1920-1924 arası Fransa Cumhurreisi olan avukat Etienne Millerand, hânedanın vekili sıfatıyla Ankara’ya müracaat ederek, vaktiyle Sultan Hamid’in şahsî mülkü olup, hükûmetçe el konulan mallardan hânedana sembolik bir yer verilmesini istedi. Buna istinaden La Haye Adalet Divanı’nda dava açarak, Türkiye dışındaki arazilerinde hânedanın hak iddia edeceğini bildirdi. Filistin’de 4000 km² arazi ile Musul petrollerindeki padişah hissesi de bunlar arasında idi. Böylece hem sürgündeki hânedan perişan hâlinden bir nebze kurtulacak; petrol sebebiyle bu işten Türkiye de kazanacaktı. Zira hânedan, petrollerdeki hisselerinin çoğunu Türk hükümetine devretmeyi va’dediyordu. Ancak hânedanın zenginleşmesini asla istemeyen Ankara, talebi derhal reddetti.

Padişahın Tek Vârisi!

Bu arada Sultan Hamid’in eşlerinden sürgüne tâbi olmadığı için Türkiye’de kalanlar, tapuya kocaları adına kayıtlı olup henüz el konulmamış mallardan miras talebinde bulundular. Türk mahkemesi, 1934’te dâvâcıların lehinde karar verdi. Temyiz Mahkemesi de bunu tasdik etti.  

Bu arada Atatürk’ün yakın çevresinden Yahudi dişçi Sami Günzberg, hânedan mensuplarının çoğundan vekâlet aldı; vermeyenlerin de imzasını taklit ederek pek çok gayrı menkulü üzerine geçirdi. Müvekkillerini de az bir para ile avuttu. Bu sebeple vaktiyle, “Sultan Hamid’in tek vârisi, Sami Günzberg’dir” şeklinde espri yapılmıştır.

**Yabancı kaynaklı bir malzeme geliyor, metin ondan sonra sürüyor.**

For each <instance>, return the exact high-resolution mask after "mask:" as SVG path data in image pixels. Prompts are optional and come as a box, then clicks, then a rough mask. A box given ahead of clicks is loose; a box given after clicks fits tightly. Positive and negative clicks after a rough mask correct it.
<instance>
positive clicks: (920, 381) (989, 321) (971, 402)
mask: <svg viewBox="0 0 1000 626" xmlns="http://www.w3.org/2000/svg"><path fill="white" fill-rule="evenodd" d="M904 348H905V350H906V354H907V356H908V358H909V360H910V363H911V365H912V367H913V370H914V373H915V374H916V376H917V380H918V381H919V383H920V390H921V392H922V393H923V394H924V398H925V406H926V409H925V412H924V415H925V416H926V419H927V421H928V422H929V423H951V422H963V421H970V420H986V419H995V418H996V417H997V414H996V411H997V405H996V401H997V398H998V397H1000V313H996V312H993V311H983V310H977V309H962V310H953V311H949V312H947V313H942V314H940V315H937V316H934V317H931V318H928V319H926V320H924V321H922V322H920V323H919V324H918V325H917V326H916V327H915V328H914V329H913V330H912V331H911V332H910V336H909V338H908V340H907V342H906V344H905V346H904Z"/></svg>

İşin büyüyeceğinden korkan hükümet müdahale etti; 1949’da Türkiye’deki hânedan mensuplarının, ne Türkiye’de, ne de Türkiye sınırları dışındaki mallardan miras talep edemeyeceği istikametinde kanun çıkarttı. Bu da, hanedana ait mülklerin çokça bulunduğu Irak, Suriye, Lübnan, İsrail, Kıbrıs gibi ülkelerin elini güçlendirmiş oldu.

İntikam!

Osmanlı ailesinin, eski Osmanlı topraklarındaki malları miras olarak elde etmesi, uzun vâdede Türkiye’nin de işine yarayacak iken; saplantı hâlini almış bir Osmanlı düşmanlığı yüzünden, bir aile, büyüğünden küçüğüne, yokluğa ve sefâlete mahkûm edildi; bir yandan da büyük bir fırsat kaçırıldı.

Hânedanın 1952’de kadın; 1974’de de erkek mensuplarına Türkiye’ye dönüş izni verildi. Ama malları iade edilmedi; tazminat da ödenmedi. Her iki kanun da, 1924 sürgün kanunundaki “padişahlara ait mallar devlete geçmiştir!” hükmünü teyit ediyordu.

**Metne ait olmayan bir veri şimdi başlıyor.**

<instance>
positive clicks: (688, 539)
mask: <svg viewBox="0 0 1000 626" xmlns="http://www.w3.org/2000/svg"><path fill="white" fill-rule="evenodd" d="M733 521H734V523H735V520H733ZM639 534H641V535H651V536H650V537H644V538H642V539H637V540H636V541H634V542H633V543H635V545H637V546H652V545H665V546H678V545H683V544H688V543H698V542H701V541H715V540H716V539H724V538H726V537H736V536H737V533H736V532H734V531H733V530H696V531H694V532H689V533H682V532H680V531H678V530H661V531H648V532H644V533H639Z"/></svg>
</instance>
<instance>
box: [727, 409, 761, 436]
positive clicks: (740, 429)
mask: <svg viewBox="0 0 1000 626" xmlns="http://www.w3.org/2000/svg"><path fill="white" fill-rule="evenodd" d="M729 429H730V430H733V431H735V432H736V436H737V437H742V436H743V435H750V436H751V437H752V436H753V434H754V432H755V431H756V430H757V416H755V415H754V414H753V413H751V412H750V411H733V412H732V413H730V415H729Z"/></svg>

Bugün Sultan Hamid soyundan gelenler, demokrasinin getirdiği rahatlıktan da istifade ederek, hâlâ dedelerinin adına kayıtlı kalan malları alabilmek için senelerdir mahkemede uğraşmaktadır. Ancak davanın hukukî değil de, siyasî olduğunu düşünen mahkemeler, karar vermekten çekinmektedir.